De modo a obter um aumento de confiança na normal circulação do cheque, o Decreto-Lei n.º 454/91, de 28 de Dezembro (em vigor a partir de 28 de Março de 1992) veio determinar a obrigatoriedade de as instituições de crédito procederem à rescisão de convenção de cheque com as entidades que o utilizem indevidamente.
Procurando aumentar a eficácia do regime jurídico vigente, o Decreto-Lei n.º 316/97, de 19 de Novembro, deu nova redacção ao Decreto-Lei n.º 454/91, aumentando a responsabilidade das instituições de crédito e do Banco de Portugal.
O Banco de Portugal fixou os requisitos a observar na abertura de contas de depósito e no fornecimento de módulos de cheque e transmitiu instruções visando a aplicação uniforme daquele diploma através das Instruções n.º 1/98 e o Aviso n.º 1741-C/98 (2.ª Série).
O Decreto-Lei n.º 83/2003, de 24 de Abril, veio acrescentar a utilização de cheque após rescisão como motivo para inclusão na Listagem de Utilizadores de cheque que oferecem Risco (LUR), autorizando ainda o acesso das instituições de crédito às informações relativas a esses utilizadores tendo em vista a avaliação do risco de crédito de pessoas singulares e colectivas.
Além da decisão de rescisão de convenção do uso de cheque, as instituições de crédito são obrigadas a comunicar ao Banco de Portugal os casos de devolução de cheque regularizado dentro do prazo legal, de utilização de cheque após rescisão e de recusa justificada de pagamento de cheque de valor não superior a 150 € ou fornecido em violação do dever de se abster de o fazer.

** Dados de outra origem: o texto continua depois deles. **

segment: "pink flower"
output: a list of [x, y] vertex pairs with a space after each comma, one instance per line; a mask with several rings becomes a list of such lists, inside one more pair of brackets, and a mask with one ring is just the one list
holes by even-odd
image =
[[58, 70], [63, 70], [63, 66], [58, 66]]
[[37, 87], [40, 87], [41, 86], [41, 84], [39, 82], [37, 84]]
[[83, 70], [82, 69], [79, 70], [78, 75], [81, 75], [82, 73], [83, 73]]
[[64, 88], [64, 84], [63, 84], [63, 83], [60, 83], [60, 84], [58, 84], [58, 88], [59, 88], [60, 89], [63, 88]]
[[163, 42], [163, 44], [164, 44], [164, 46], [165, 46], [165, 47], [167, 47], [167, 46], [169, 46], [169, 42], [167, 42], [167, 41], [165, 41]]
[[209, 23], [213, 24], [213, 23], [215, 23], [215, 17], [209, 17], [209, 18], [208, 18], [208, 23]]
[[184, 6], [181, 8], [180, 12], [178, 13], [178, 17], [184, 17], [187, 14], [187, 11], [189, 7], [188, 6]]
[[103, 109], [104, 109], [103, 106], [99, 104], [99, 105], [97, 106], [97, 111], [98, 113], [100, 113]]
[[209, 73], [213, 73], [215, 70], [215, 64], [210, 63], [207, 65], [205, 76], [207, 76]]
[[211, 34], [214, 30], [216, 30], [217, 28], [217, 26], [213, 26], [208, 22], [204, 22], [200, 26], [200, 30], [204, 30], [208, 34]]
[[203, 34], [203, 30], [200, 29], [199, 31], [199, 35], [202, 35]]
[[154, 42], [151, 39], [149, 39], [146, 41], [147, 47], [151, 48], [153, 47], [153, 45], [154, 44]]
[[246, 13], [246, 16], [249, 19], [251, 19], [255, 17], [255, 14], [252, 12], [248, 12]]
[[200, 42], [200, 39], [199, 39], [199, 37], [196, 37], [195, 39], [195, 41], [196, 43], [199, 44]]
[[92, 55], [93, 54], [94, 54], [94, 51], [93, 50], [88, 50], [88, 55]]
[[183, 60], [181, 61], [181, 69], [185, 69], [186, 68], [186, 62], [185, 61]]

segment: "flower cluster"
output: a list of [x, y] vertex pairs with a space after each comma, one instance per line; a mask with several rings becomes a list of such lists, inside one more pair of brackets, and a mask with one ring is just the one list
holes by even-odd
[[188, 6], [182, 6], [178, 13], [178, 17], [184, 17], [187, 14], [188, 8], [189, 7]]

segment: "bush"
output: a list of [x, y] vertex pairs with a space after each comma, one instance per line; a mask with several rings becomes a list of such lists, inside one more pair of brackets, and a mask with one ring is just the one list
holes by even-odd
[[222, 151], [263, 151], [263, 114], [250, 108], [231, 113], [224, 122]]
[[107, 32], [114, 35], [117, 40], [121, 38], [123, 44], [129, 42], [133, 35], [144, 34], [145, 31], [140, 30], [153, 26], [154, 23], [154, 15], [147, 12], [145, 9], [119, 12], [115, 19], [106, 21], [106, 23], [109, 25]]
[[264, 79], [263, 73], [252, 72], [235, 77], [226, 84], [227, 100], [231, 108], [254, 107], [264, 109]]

O Banco de Portugal verifica o cumprimento das obrigações cometidas às instituições de crédito, centraliza a informação que estas lhe estão obrigadas a transmitir e, com base nas comunicações recebidas, mantém e difunde pelo sistema bancário uma Listagem de Utilizadores de cheque que oferecem Risco (LUR).
Compete-lhe também decidir sobre a remoção ou anulação da inclusão na LUR de nomes de entidades, a seu pedido ou sob proposta das instituições de crédito, verificados os requisitos indispensáveis para a sua apreciação. Se tal não suceder, o período legal de permanência na referida listagem é de dois anos, contados a partir da data de entrada, findo o qual as instituições de crédito deverão considerar que aqueles utilizadores deixaram de nela constar.
Ainda no domínio preventivo do mau uso de cheque, é igualmente da responsabilidade do Banco de Portugal a divulgação pelo sistema bancário das decisões aplicadas em caso de condenação pelo “crime de emissão de cheque sem provisão” e transmitidas pelos tribunais ao Banco, ficando as instituições de crédito impedidas de fornecer módulos de cheque, durante o período determinado, às entidades em causa.
Nestes casos, a pena principal aplicada pelo tribunal é de prisão ou multa, podendo ser ainda aplicadas as sanções acessórias de interdição do uso de cheque, bem como de publicidade da decisão condenatória. As decisões comunicadas pelos tribunais ao Banco de Portugal podem referir-se a:
- Interdição temporária / reabilitação do uso de cheque;
- Suspensão do direito de emitir cheque / extinção da suspensão;
- Injunção - liberdade condicional.
A vigência das decisões judiciais referidas ou a permanência na listagem anteriormente mencionada não impedem que as entidades atingidas movimentem as suas contas de depósito, utilizando outros meios de pagamento que as instituições de crédito entendam colocar à sua disposição.
O Banco de Portugal está autorizado pela Comissão Nacional de Protecção de Dados a manter a informação relativa à restrição ao uso de cheque em bases de dados, respeitando as disposições constitucionais e legais que protegem os cidadãos. Qualquer entidade que pretenda conhecer os registos existentes em seu nome naquelas bases pode dirigir um pedido de informação à agência do Banco de Portugal da sua área de residência.